Published today in The Lancet Digital Health, the research team developed an AI framework based on patient computerized tomography (CT) scans and electronic health records. This new AI framework is the first to use medical scans to inform radiation dosage, moving the field forward from using generic dose prescriptions to more individualized treatments.
Currently, radiation therapy is delivered uniformly. The dose delivered does not reflect differences in individual tumor characteristics or patient-specific factors that may affect treatment success. The AI framework begins to account for this variability and provides individualized radiation doses that can reduce the treatment failure probability to less than 5 percent.
While highly effective in many clinical settings, radiotherapy can greatly benefit from dose optimization capabilities. This framework will help physicians develop data-driven, personalized dosage schedules that can maximize the likelihood of treatment success and mitigate radiation side effects for patients."
Lead author Mohamed Abazeed, M.D., Ph.D., a radiation oncologist at Cleveland Clinic's Taussig Cancer Institute and a researcher at the Lerner Research Institute
The framework was built using CT scans and the electronic health records of 944 lung cancer patients treated with high-dose radiation. Pre-treatment scans were input into a deep-learning model, which analyzed the scans to create an image signature that predicts treatment outcomes. Using sophisticated mathematical modeling, this image signature was combined with data from patient health records – which describe clinical risk factors – to generate a personalized radiation dose.
"The development and validation of this image-based, deep-learning framework is exciting because not only is it the first to use medical images to inform radiation dose prescriptions, but it also has the potential to directly impact patient care," said Dr. Abazeed. "The framework can ultimately be used to deliver radiation therapy tailored to individual patients in everyday clinical practices."
There are several other factors that set this first-of-its-kind framework apart from other similar clinical machine learning algorithms and approaches. The technology developed by the team uses an artificial neural network that merges classical approaches of machine learning with the power of a modern neural network.
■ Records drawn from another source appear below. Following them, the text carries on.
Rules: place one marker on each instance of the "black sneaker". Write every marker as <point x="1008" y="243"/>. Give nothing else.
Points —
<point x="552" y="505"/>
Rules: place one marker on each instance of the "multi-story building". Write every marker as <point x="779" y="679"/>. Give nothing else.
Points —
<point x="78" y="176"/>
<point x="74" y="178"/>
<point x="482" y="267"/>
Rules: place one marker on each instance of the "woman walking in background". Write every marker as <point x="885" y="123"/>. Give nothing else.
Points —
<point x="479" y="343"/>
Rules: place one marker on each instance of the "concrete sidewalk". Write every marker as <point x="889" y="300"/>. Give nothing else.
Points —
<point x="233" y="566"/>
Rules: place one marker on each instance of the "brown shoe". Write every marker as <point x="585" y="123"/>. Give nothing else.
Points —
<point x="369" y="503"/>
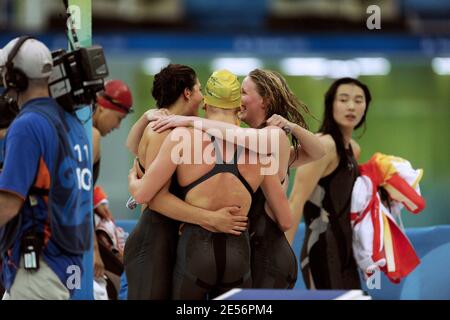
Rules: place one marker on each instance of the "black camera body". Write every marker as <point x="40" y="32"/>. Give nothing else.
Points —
<point x="77" y="76"/>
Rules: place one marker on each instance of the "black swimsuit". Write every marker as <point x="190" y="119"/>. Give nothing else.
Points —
<point x="210" y="263"/>
<point x="327" y="257"/>
<point x="273" y="262"/>
<point x="149" y="254"/>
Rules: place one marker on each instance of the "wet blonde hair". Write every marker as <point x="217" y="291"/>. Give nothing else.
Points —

The network determines how much prior knowledge to use to guide predictions about treatment failure. The extent that prior knowledge informs the model is tunable by the network. This hybrid approach is ideal for clinical applications since most clinical datasets in individual hospitals are more modest in sample size compared to non-clinical datasets used to make other well-known AI predictions (i.e. online shopping or ride-sharing).
Additionally, this framework was built using one of the largest datasets for patients receiving lung radiotherapy, rendering greater accuracy and limiting false findings. Lastly, each clinical center can utilize their own CT datasets to customize the framework and tailor it to their specific patient population.
"Machine learning tools, including deep learning, are poised to play an important role in healthcare," says Dr. Abazeed. "This image-based information platform can provide the ability to individualize multiple cancer therapies but more immediately is a leap forward in radiation precision medicine."